How far can we trust technical analysis? The graphs may be similar (actually not that similar) but the events driving the graphs then - oil crisis, Vietnam war, cold war, industrial unrest are different to now.
Has property not become the the new gold? An asset which can never become more plentiful and whose utility value will always remain. Perhaps that is the reason for HPI - admittedly however, if interest rates were to vary as they did in the 1970's it is difficult to see how todays stretched borrowers and the lending institutions will cope.
2. sold 2 rent 1 said...
paolo88888,
What needs to be recognised here is that although the times are very different, human collective behaviour hasn’t changed.
These guys have seen a 33-36 year cycle in shares.
17-18 years of secular bear followed by 17-18 years secular bull
If you read their other articles they also document this same cycle in commodities.
Commodity secular bear from 1980–1998 (18 years)
I also think the same cycle is present in the housing market
http://www.telegraph.co.uk/money/graphics/2006/10/02/cnhouse02big.gif
A long period of affordable housing 1961–1975 and 1993-2007. In between these periods were rough times when property was not very affordable. Each time property crashed it became more unaffordable than the last crash.
As seen in the graph we are about to enter another turbulent patch with property, which will see many peak and troughs over the next 18 years
3. paolo88888 said...
I think you may have linked to the wrong graph - which shows house price affordability being "fair" right now, which means that either they will continue to go up to become unaffordable or they will become very affordable. "Each time property crashed it became more unaffordable than the last crash." - doesn't this imply that prices are going to go really high?
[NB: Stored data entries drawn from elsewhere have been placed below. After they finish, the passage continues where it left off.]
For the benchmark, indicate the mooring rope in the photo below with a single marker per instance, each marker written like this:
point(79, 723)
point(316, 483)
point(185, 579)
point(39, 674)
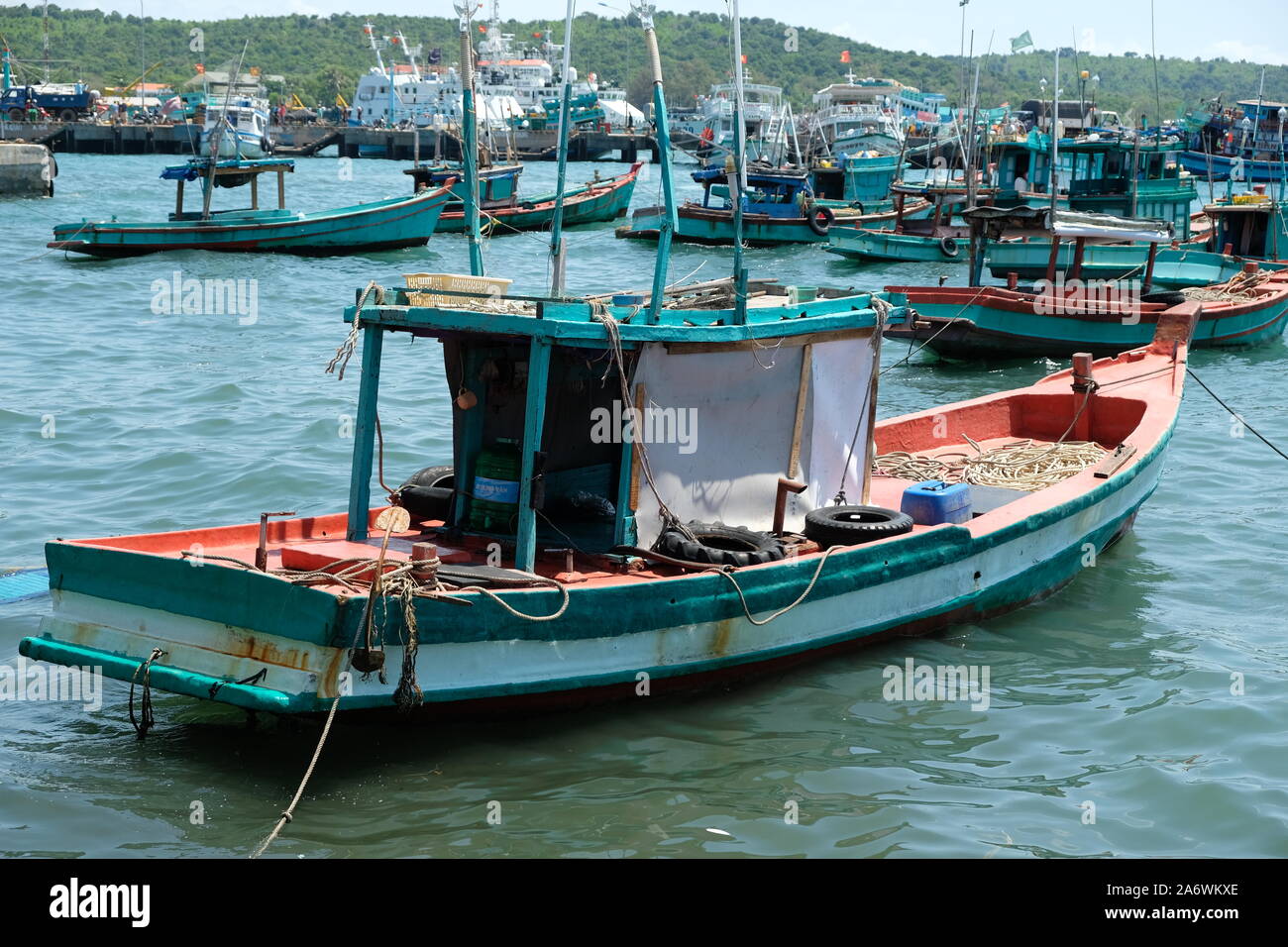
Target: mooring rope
point(146, 720)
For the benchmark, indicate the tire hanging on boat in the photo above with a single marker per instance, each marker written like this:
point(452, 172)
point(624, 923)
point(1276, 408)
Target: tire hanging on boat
point(429, 492)
point(850, 526)
point(721, 545)
point(819, 219)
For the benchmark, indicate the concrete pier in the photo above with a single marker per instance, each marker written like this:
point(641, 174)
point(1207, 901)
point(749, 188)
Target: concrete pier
point(304, 141)
point(26, 170)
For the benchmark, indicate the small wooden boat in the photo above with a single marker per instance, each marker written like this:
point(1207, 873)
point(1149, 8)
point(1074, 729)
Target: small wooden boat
point(397, 222)
point(503, 210)
point(382, 608)
point(1061, 317)
point(780, 208)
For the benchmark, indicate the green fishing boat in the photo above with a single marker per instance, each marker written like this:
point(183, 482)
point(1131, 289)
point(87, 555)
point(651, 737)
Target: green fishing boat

My point, which is acknowledged by the article, is that the FTSE PE is around 13 which means the earnings yield is approaching 8%. That gives equities a risk premium of 2-3% over gilts and cash. So for a stock market crash we need high interest rates which will only come about if there is high inflation. In the UK RPI went from 9% in April 1973 to the teens and twenties in the late seventies. Most commentators are predicting only one or two more rises of 0.25%, before they start to come down, and that inflation will fall.
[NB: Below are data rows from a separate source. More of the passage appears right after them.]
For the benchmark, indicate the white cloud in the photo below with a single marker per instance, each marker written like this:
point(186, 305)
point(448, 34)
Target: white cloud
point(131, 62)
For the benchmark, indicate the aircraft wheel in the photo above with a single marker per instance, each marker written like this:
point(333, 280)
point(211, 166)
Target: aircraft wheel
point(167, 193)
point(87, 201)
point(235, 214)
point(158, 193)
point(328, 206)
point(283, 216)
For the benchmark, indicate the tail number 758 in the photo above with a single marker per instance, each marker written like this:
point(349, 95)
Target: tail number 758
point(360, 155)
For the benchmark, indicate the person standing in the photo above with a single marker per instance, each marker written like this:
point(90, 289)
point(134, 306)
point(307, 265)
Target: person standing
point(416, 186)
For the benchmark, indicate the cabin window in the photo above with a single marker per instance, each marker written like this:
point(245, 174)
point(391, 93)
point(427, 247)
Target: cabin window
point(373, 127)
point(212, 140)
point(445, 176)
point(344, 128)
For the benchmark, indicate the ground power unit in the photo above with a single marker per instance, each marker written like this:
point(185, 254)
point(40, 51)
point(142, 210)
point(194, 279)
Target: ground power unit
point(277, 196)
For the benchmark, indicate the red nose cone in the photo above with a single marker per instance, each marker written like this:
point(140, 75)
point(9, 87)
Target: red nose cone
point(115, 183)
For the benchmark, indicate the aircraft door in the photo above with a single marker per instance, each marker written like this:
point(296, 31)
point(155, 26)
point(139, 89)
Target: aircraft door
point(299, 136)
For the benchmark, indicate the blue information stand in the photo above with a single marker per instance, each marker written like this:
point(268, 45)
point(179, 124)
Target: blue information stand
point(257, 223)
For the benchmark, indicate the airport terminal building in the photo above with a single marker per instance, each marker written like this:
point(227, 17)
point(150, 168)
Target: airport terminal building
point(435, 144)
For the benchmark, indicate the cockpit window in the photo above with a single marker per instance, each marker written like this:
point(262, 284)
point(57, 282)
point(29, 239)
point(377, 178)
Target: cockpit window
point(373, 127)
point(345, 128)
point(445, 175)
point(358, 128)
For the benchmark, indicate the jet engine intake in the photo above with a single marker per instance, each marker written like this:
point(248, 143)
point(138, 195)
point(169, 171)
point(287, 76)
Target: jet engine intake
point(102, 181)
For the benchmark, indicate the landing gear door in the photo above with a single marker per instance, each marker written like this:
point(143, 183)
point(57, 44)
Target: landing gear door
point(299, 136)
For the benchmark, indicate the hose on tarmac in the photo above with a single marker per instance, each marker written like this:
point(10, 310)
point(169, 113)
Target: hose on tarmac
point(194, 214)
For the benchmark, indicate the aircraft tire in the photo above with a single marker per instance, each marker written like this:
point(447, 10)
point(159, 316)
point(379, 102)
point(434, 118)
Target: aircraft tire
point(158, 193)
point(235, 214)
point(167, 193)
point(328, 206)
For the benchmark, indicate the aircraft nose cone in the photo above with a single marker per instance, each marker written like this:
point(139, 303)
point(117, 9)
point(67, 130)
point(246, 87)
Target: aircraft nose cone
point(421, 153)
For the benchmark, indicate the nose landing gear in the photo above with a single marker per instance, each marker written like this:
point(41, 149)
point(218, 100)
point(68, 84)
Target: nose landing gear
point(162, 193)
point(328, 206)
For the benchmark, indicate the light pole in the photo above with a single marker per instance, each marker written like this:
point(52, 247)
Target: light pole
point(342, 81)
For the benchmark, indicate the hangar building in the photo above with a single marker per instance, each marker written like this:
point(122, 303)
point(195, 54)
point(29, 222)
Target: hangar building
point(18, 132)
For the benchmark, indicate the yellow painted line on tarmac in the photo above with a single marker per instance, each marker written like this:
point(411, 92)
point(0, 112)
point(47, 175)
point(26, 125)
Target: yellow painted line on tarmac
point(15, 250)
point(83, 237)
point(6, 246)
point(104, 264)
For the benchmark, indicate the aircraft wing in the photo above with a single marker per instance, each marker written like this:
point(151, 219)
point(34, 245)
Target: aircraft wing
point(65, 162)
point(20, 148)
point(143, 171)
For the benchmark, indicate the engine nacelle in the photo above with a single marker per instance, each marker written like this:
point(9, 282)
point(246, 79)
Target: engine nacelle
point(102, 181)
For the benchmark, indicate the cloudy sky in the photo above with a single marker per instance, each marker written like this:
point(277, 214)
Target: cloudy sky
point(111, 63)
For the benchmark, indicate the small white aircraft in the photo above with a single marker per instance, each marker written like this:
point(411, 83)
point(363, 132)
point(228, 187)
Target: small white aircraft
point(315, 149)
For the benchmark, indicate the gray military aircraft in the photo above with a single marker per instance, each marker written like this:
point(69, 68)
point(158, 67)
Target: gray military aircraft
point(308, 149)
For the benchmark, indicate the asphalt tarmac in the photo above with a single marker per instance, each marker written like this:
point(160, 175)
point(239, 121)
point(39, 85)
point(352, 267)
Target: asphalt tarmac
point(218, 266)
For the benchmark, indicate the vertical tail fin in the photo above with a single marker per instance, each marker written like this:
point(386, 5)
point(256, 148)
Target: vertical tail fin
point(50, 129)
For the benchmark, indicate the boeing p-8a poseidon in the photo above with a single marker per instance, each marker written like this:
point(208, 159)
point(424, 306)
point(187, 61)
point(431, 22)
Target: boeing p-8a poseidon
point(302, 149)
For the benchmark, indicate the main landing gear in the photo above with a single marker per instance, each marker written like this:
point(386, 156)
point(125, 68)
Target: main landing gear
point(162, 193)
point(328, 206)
The article is comparing the graphs without acknowledging that the factors present at one time, which should clearly be expected to affect share prices, are not present in the other graph. And the graph only presents one cycle for comparison, not a series of cycles. If I believed it I would take action but I am not convinced. Is cash a good asset to hold in inflationary times? A spread of assets, including stocks and property may do better.
Gold - a hedge against turbulent times only if the population continues to treat it as an ultimate store of value. But we have witnessed the gold price falling over long periods in very recent memory. So gold can go down as well as up, as can property. But whatever hapens economically, we must live in houses, so they always have some value. Thats why I suggest that it has become the new gold.
4. sold 2 rent 1 said...
HP affordability graph.
As interest rates creep up to 6% and HPI continues at > 10%, the graph will slip heavily into the danger zone during this year. I believe we will only need to hit 80 points for a crash (same as 1974). The next Lombard Street Research report is out in 2 weeks. (This graph is 6 months old)
“Each time property crashed it became more unaffordable than the last crash."
This coming crash is the first in the 18 year “turmoil” phase. It is at the end of a huge economic expansion (same as the 1960’s). The 2nd and 3rd crashes in this phase (1980 and 1990) reflect just how much household budgets have been squeezed over 20 years from the huge debt taken on during the 60’s and early 70’s
“So for a stock market crash we need high interest rates which will only come about if there is high inflation”
I think this stock market crash will be lead by consumer demand slowing down and won’t need extremely high interest rates. It will be like Japan in the 1990’s
“the graph only presents one cycle for comparison”
True but there are similarities with the previous cycle.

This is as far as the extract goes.